Start with the state first and seek to make it no longer shared in multiple places. State and data first, threads/tasks second. Pattern your multithreading design around the data and how it's accessed instead of a more intuitive idea of what constitutes a unit of work. Think of it more like what chunk of data can be accessed safely by a thread at a given time.

And try to find those homogeneous loops. Instead of a task for a single magic missile spell, maybe you could have a SpellSystem which loops through all spells that need processing at a given time in a homogeneous loop. Or maybe it's like a consumer where you use a concurrent queue and push spells to be processed by the spell system, at which point it wakes up when there are spells to pop off and process while the rest of your system gets on doing whatever other things it wants to do. That will lend itself much more readily to efficient parallel processing. Seek out those types of loopy control flows over data that no other system touches or accesses during a good chunk of time.

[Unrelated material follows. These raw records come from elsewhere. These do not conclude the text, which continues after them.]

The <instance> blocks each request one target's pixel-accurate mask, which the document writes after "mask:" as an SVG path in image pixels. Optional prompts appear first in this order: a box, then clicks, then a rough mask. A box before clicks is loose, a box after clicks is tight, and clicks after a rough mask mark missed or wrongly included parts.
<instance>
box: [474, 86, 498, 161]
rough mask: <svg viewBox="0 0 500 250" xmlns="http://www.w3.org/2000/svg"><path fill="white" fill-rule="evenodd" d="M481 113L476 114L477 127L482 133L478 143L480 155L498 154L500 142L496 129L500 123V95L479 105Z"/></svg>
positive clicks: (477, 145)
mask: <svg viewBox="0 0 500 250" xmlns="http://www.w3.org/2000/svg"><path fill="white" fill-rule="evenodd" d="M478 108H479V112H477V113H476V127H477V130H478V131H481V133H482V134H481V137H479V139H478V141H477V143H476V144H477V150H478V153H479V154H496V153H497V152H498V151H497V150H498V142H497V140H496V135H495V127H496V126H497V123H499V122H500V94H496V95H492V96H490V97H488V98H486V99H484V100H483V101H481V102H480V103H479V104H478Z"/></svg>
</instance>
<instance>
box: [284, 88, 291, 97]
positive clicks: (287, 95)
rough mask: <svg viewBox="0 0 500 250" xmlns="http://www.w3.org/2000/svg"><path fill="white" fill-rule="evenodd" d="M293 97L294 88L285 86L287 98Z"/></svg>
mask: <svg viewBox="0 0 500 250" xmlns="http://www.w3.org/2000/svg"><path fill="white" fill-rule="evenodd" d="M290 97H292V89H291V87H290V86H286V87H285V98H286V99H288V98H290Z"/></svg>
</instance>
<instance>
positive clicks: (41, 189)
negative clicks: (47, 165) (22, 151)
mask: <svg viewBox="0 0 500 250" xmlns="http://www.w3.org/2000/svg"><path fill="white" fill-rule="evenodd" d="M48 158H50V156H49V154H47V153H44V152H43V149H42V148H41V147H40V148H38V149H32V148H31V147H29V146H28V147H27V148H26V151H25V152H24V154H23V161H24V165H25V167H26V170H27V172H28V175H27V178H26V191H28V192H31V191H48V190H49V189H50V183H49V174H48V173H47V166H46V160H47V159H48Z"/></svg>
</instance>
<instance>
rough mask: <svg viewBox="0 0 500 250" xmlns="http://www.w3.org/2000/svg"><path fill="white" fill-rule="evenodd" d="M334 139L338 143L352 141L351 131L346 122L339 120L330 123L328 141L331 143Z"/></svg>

Try to associate a given type of data to a given system, like sounds for the SoundSystem to play (or even lower-level, what regions of memory get accessed at a given time by a given system). And of course other systems might need to directly or indirectly indicate the sounds for the sound system to play, but they can do that very cheaply at which point the SoundSystem does the heavy lifting work. That might seem like a subtle difference from, say, just arbitrarily throwing async sound playing tasks left and right, but it means you did kind of put that thought upfront into saying, "Okay, this type of data gets handled by this type of system in this specific part of the code and in this specific thread", and that can really help make sure you can run the application across many threads efficiently without much thread contention and, more importantly, safely.